For everything else, please visit our website, send us an email, our [email protected] email address is always there for you. Please do get in contact with us, ask questions, get information. Please all, come visit our website, we have plenty of jobs that are out there, and we would love to have you join us. So yes, we are currently expanding. Please look out, there will be more announcements in the future.

Question: When you said you will consider grant applications from outside, do you have a cap on the scale of the project? What monies do you generally fund?

We usually fund projects in the size from 50k to, let’s say, 350k; there isn’t really a top budget line. We always say it needs to fit the project, but naturally, we can’t fund something for millions and millions. So that is usually the range, but it can be shifted. For the length of the project, we’re usually looking for projects that are one to three years; that’s mostly what we see.

The application or the grant schedule, however, is always on a yearly basis. So if you write a project, make sure you create your project in one-year bits because you only get funding approval for one year. But if you submit a project for three years, we usually expect you to progress and then get approval for the upcoming years.

Question: What’s the deadline for the grant submission?

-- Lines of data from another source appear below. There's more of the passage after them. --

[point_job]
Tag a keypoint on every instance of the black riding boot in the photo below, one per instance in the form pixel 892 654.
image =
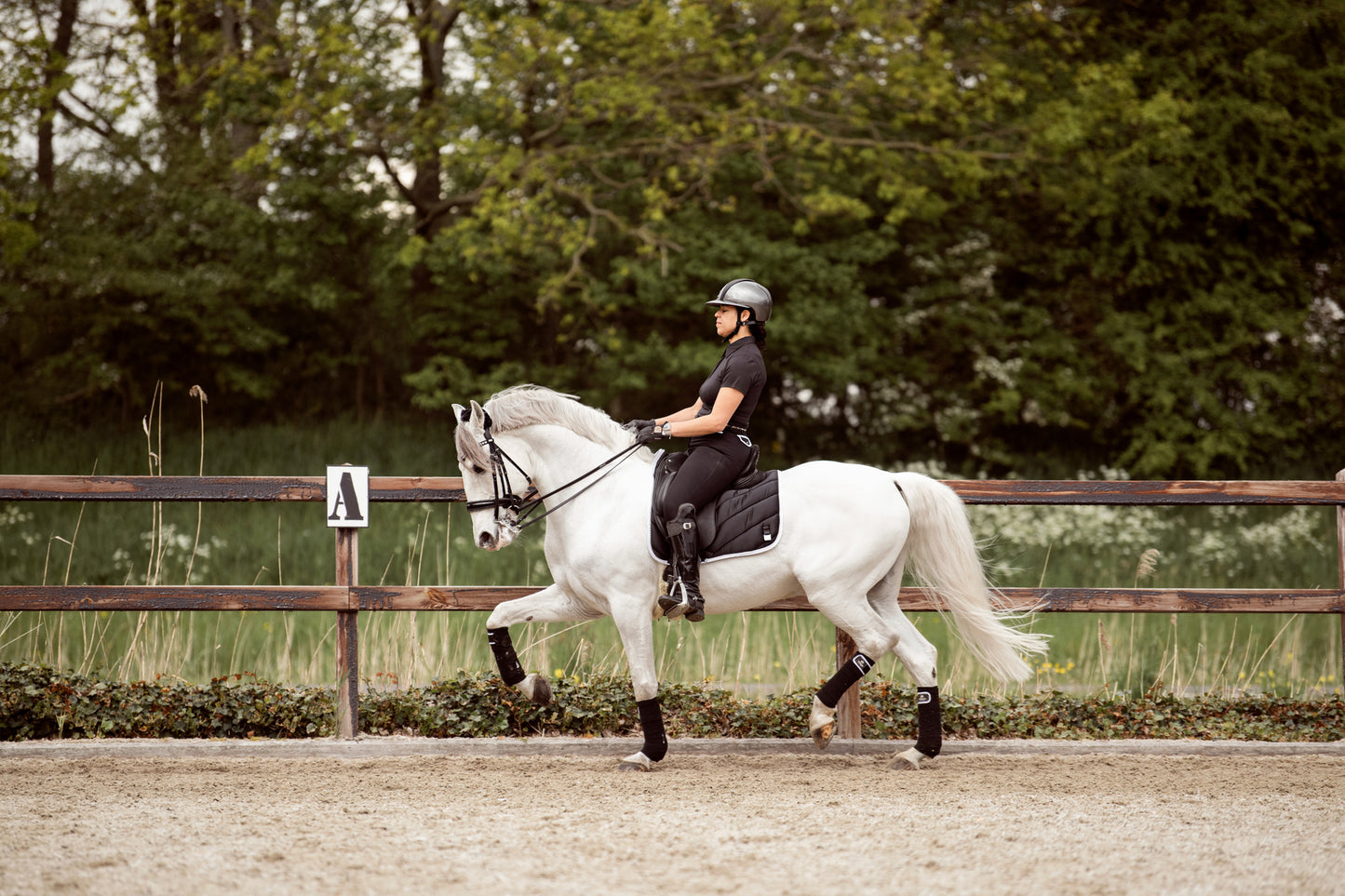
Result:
pixel 683 595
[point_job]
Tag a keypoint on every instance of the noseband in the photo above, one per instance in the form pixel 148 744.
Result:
pixel 522 506
pixel 504 495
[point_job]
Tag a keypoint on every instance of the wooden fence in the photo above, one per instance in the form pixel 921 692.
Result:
pixel 347 597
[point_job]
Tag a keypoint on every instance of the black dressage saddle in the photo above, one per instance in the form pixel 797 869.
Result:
pixel 744 519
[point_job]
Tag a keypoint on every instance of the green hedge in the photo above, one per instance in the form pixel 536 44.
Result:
pixel 38 702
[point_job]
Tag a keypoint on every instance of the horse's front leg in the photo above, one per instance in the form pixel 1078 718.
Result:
pixel 549 604
pixel 634 623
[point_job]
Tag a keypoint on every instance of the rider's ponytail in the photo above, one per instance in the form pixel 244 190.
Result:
pixel 758 331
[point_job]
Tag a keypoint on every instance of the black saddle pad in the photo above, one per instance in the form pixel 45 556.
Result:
pixel 746 519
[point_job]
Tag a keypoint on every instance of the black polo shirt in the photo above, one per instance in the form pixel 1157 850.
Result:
pixel 741 368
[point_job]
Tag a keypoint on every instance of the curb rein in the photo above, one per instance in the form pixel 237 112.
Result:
pixel 522 506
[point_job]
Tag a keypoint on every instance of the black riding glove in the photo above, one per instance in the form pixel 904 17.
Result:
pixel 646 431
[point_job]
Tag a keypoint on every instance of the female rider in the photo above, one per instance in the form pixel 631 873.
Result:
pixel 717 425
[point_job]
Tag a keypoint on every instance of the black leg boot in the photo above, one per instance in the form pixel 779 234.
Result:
pixel 683 595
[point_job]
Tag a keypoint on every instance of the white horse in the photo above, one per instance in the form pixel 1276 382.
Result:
pixel 846 534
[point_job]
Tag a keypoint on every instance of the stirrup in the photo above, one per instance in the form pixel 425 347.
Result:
pixel 691 604
pixel 673 606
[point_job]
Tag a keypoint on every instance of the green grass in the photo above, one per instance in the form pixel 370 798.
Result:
pixel 271 543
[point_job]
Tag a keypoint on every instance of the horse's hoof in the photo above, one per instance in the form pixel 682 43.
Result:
pixel 635 762
pixel 908 760
pixel 537 689
pixel 822 723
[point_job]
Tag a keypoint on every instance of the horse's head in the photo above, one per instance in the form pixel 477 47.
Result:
pixel 490 497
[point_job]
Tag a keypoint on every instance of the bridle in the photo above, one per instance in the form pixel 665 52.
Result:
pixel 522 506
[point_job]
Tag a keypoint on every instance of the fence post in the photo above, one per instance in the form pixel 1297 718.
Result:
pixel 1339 555
pixel 849 724
pixel 347 638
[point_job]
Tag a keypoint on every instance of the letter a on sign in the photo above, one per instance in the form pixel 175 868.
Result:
pixel 347 497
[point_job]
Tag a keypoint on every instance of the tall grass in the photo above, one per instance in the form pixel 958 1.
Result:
pixel 262 543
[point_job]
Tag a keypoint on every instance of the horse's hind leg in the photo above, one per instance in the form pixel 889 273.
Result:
pixel 872 635
pixel 921 658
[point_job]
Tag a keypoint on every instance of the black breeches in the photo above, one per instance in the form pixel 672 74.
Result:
pixel 710 467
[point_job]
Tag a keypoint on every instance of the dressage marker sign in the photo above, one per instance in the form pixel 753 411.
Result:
pixel 347 497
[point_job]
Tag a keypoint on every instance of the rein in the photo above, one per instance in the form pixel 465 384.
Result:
pixel 522 506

We really don’t have deadlines. In most years when we don’t have COVID, we have four meetings a year where we look at the grants and make decisions, so usually, the deadlines or the upcoming meeting is being advertised on our website. So just look at the current website; that date is always updated. Generally, just consider like there is no deadline, just send us your LOI and it will be considered for the next meeting.

Question: I just want to highlight our education program and how we may expand it. What other ideas do you have to engage the upcoming generations into rejuvenation therapy? So in addition to summer scholars or postbac fellows, do you have any other choices for them? If they wanted to do a PhD in the field, would you be willing to entertain that?

It’s not official yet, but there will be a reworking of the education project or the education part of the organization. It’s not publicized yet, but most likely, it will contain changes like this, that also PhD projects are being considered. Please stand by and wait for the announcement; it hopefully is not far away. Great, then I hope you all enjoyed it, and please do get in contact.